Release my wrongfully accused friend, open-Internet advocate Bassel Khartabil (Safadi), from Syrian prison.
Bassel Khartabil is a computer engineer, passionate about open source projects, who was arrested in Damascus in 2012. He has been detained since.
“Bassel has also contributed to numerous major Internet projects including Mozilla, Creative Commons, and Wikipedia, and was ranked by the American magazine Foreign Policy as the 19th most influential thinker in 2012,” the petition says. “His voluntary work, always non-violent in nature, was greatly valued by Syrians of all backgrounds. His arrest has been a huge setback to the growth of online communities and free expression in Syria.”
Earlier this month, the website FreeBassel.org posted that he had gone missing. “We received news today that Bassel Khartabil’s name has been deleted from the Adra Prison’s register and his bed has been given to another prisoner. The only explanation for this is that Bassel is not going back to Adra Prison,” the post said, continuing to say that they haven’t been able to get any informed reasoning or confirmed location.

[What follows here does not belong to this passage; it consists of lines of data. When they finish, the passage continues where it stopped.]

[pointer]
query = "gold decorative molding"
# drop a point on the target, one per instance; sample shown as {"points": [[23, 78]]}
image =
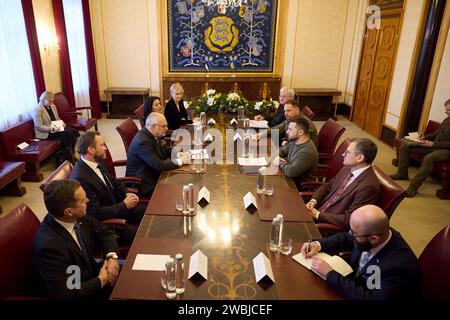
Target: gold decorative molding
{"points": [[434, 74]]}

The Creative Commons Board of Directors posted on Oct. 17 demanding the release of Bassel.
On Oct. 22, MIT posted on their website that they are offering Bassel a position as a researcher at the school’s Media Lab’s Center for Civic Media. Joi Ito posted on his personal blog about meeting Bassel in 2009 and his excitement for the opportunity to offer him a position at MIT.

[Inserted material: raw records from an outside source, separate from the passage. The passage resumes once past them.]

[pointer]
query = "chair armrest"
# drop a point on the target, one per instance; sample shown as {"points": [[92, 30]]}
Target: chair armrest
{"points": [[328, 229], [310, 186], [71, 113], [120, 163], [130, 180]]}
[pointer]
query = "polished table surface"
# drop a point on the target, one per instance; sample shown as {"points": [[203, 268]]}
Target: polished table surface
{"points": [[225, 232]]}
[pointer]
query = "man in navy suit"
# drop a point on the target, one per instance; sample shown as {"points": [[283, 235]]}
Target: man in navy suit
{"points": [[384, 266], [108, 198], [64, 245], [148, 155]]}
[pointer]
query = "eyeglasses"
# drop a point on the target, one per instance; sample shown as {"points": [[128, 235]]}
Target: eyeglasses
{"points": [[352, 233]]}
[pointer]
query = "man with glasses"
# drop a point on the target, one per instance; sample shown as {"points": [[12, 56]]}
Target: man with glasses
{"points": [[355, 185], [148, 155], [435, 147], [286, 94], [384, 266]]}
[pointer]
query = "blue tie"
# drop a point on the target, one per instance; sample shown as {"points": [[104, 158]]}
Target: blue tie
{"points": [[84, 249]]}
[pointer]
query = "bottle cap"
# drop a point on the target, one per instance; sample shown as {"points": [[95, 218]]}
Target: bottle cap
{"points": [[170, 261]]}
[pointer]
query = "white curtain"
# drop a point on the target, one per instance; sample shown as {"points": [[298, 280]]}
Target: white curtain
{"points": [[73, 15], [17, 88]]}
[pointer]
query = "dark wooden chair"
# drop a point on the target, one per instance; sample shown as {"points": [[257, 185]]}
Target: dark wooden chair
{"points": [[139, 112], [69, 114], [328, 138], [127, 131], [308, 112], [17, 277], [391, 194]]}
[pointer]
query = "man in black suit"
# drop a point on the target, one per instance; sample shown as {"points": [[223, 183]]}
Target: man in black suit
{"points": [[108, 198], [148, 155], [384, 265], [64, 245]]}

“I am writing this post now because, along with his family, friends, and colleagues around the world, I am very concerned about Bassel’s safety,” he wrote. “In the name of the international academic community, I would like to ask President Assad to please give Bassel Khartabil a presidential pardon. He is an important world citizen and a true Syrian trying to protect the heritage of the country, and a pardon would be a tremendous show of good will and a contribution to the preservation of Syrian culture.”

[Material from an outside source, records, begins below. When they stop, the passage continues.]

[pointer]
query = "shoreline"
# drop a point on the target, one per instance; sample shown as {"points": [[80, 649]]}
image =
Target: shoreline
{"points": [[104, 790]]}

— Ethan Zuckerman (@EthanZ) October 30, 2015
The BlackLivesMatter Network, through the Color of Change platform, have launched a petition targeted towards DNC Chairwoman Debbie Wasserman Schultz demanding not only a higher number of primary debates, but having one of those specifically centered on the #BlackLivesMatter movement.
“We want to hear candidates debate and offer tangible solutions to the myriad issues impacting Black people,” the petition reads. “Lifting the unfair restriction on the number of debates and supporting a Black Lives Matter Presidential debate is a step in the right direction.”
Wesley Lowery of the Washington Post reported last week that both the DNC and RNC have stated that they would support a townhall or forum, not a formal debate. The campaign posted an update on their website saying that they don’t want a town hall event.
“We want a debate supported by the DNC that will speak directly and proactively to the issues impacting black people in this country,” the letter reads. “Debates that are shaped by the corporate media will never adequately address the issues we care about.”